Search code examples
rimputationr-micepropensity-score-matching

Propensity score matching with multiple imputation


I have a dataset with a couple of missing values and would need to run a propensity score matching using the variable 'y' as Treatment variable and x1, x2 and x3 as variables for adjustment. By using the following code with Matchit

ModMatch <- matchit(y ~ x1+x2+x3, method = 'nearest', data = data)

I obtain the error 'Missing values exist in the data'

I have therefore tried to run a multiple imputation using mice:

ImputedDF <- mice(data)
ModMatch <- matchit(y ~ x1+x2+x3, method = 'nearest', data = ImputedDF)

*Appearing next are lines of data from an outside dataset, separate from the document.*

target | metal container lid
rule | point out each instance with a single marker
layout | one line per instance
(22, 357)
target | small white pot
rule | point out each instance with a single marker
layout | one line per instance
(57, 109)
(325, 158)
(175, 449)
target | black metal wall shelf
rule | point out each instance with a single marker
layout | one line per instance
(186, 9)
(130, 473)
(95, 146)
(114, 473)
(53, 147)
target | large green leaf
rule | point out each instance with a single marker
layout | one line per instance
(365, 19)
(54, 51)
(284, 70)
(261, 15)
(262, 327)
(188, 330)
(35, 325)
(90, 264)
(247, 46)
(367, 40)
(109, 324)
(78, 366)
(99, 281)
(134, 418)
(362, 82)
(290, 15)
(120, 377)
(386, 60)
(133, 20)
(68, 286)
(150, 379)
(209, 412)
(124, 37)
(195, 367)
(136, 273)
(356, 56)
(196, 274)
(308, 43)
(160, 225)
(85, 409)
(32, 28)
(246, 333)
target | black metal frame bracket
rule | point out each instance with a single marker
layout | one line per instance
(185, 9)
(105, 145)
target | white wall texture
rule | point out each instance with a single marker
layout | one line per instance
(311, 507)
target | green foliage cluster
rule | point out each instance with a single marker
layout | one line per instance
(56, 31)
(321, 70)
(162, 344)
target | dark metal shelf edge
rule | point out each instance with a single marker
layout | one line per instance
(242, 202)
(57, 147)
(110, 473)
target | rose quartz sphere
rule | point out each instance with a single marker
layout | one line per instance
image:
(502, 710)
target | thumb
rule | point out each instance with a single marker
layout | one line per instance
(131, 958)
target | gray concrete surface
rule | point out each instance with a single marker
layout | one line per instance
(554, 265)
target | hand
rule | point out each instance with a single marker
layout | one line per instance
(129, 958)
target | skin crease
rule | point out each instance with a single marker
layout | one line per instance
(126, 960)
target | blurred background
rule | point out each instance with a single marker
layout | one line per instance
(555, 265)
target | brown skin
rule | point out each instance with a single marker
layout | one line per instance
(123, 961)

And I get the error 'cannot coerce an object of class mids to a dataframe'. I would probably need a way to print an imputed data frame, could anyone know if that is possible?


Solution

  • You should use the MatchThem package, which was specifically designed for performing matching after multiple imputation. The matchthem() function calls matchit() and performs matching within each imputed dataset. You can then check balance in the imputed dataset using the cobalt package, which was designed to be compatible with MatchThem. Afterward, you can use the with() function in MatchThem to estimate the effect. Here's an example of this workflow:

    library(mice); library(MatchThem); library(cobalt)
    
    #Impute the data with 20 imputations (more is better)
    imp <- mice(data, m = 20)
    
    #Perform matching within each imputation
    ModMatch <- matchthem(y ~ x1 + x2 + x3, method = 'nearest', data = imp)
    
    #Assess balance
    bal.tab(ModMatch, un = TRUE)
    love.plot(Modmatch)
    
    #Estimate the effect
    summary(pool(with(ModMatch, svyglm(outcome ~ y + x1 + X2 + X2))))
    

    I would caution you that you are using advanced statistical techniques that should not be used by someone without advanced training. Using the defaults in mice and MatchThem is rarely a good idea.

    Regarding the error messages you were getting: the output of a call to mice() is not a data frame; it's a mids object. The data argument in matchit() requires a data frame. matchthem() accepts a mids object to perform the matching within each imputed dataset.